Deportivo rescató un punto en su visita a Burgos tras un partido dominado por interrupciones, un gol de Bil Nsongo y una decisión del VAR que rompió el ritmo. El empate deja al Dépor manteniendo la posición de ascenso directo pero expone carencias en gestión del partido y en la calma necesaria para cerrar encuentros exigentes en la Segunda División.

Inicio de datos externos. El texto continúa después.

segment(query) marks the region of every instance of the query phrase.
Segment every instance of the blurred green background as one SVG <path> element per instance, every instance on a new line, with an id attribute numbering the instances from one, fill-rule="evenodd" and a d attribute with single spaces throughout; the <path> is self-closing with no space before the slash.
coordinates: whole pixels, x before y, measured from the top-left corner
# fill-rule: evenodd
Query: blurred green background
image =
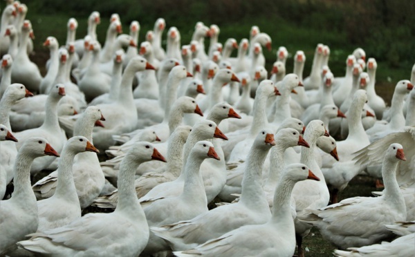
<path id="1" fill-rule="evenodd" d="M 259 27 L 273 39 L 273 50 L 264 50 L 267 70 L 275 61 L 278 47 L 290 53 L 286 70 L 293 70 L 293 56 L 302 50 L 307 60 L 306 77 L 310 73 L 314 50 L 318 43 L 331 48 L 329 66 L 335 76 L 344 76 L 345 60 L 357 47 L 367 58 L 378 61 L 377 91 L 389 102 L 396 83 L 409 79 L 415 62 L 415 1 L 401 0 L 36 0 L 25 3 L 27 19 L 32 21 L 37 37 L 37 53 L 48 53 L 42 43 L 54 36 L 65 41 L 66 24 L 73 17 L 79 27 L 77 38 L 86 33 L 86 19 L 93 10 L 101 14 L 98 39 L 103 43 L 112 13 L 120 15 L 124 33 L 129 23 L 141 26 L 140 41 L 152 30 L 158 17 L 168 28 L 176 26 L 182 44 L 190 41 L 196 21 L 215 23 L 221 29 L 219 41 L 229 37 L 240 41 L 249 37 L 252 25 Z M 2 8 L 4 2 L 1 3 Z M 209 40 L 205 40 L 208 44 Z M 165 40 L 163 41 L 165 47 Z M 232 55 L 236 56 L 236 51 Z"/>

Empate tenso entre Deportivo y Burgos: contexto y resultado
Deportivo firmó un empate a domicilio ante Burgos en un encuentro con alta carga emocional. Los herculinos mantienen la plaza de ascenso directo, mientras Burgos sigue apretando desde la zona de playoff. El duelo, marcado por muchas interrupciones y una revisión del VAR que condicionó el tramo final, dejó sensaciones enfrentadas: un punto valioso en la clasificación y dudas sobre la madurez competitiva del equipo.
Táctica y alineaciones: Dépor fiel a su plan
El Deportivo salió con un 1-3-4-3 asimétrico, con Barcia entrando por Loureiro presumiblemente por molestias. El dibujo buscó control posicional y circulación segura para evitar las transiciones del rival. En el centro de gestión estuvieron Riki, Soriano, Yeremay y Luismi, encargados de mover el balón y generar profundidad con criterio.
La propuesta de Burgos
Burgos optó por un bloque bajo y una presión intensa en los reinicios, concediendo posesiones largas y obligando al visitante a combinar en zonas amplias. Ese planteamiento neutralizó el ritmo del Dépor y transformó el partido en una secuencia de duelos cortos y fragmentados.
El gol de Bil Nsongo y el desorden del juego
El tanto llegó tras varios ataques posicionales del Dépor: Bil Nsongo, canterano, reaccionó de forma rápida dentro del área culminando una buena jugada colectiva. Tras el 0-1 el control del partido se diluyó: pocas posesiones largas, más duelos físicos y una actitud local que convirtió el choque en un traje irregular, con constantes interrupciones que rompieron la fluidez.
VAR y penalti: la decisión que pesó
La jugada revisada por VAR acabó en penalti, una acción que la grada, el banquillo y los jugadores locales reclamaron durante 25 minutos antes de la intervención. Más allá del debate arbitral, la lectura debe centrarse en la incapacidad del Dépor para imponer calma y retomar el control cuando el partido se volvió tramposo.
Segunda parte: cambios, intentos y debilidades
Hidalgo introdujo a Escudero para aportar variantes: mayor presencia en el carril central, amenaza por fuera y centros laterales. La intención era liberar a Yeremay por la izquierda y recuperar limpieza en las jugadas de ataque, pero no fue el mejor día del jugador en el desequilibrio. Con el balón, el Dépor fue perdiendo contundencia por desacierto y precipitación, además de sufrir la eficacia de Burgos a balón parado, trabajado bajo la batuta de Luis Miguel Ramis.
Lectura técnica
La entrada de Escudero mostró una voluntad acertada de cambiar el perfil ofensivo, pero faltó tiempo y precisión para transformar esa superioridad posicional en ocasiones claras. La falta de posesiones largas y el exceso de interrupciones neutralizaron la mejor arma de Deportivo: mantener la pelota hasta encontrar superioridades.
Qué significa este punto y qué debe corregir el Dépor
El empate mantiene al equipo en zona de ascenso directo, pero revela carencias en gestión emocional y control del juego cuando el rival impone un ritmo desordenado. Si Deportivo quiere sostener la pelea por el ascenso en la Segunda División, debe ganar en paciencia, mejorar la circulación bajo presión y trabajar la lectura de los momentos para evitar que decisiones externas (VAR, interrupciones) dicten su rendimiento. Burgos, por su parte, dejó claro que es un rival incómodo: orden defensivo y trabajo en acciones a balón parado que pueden decidir encuentros cerrados.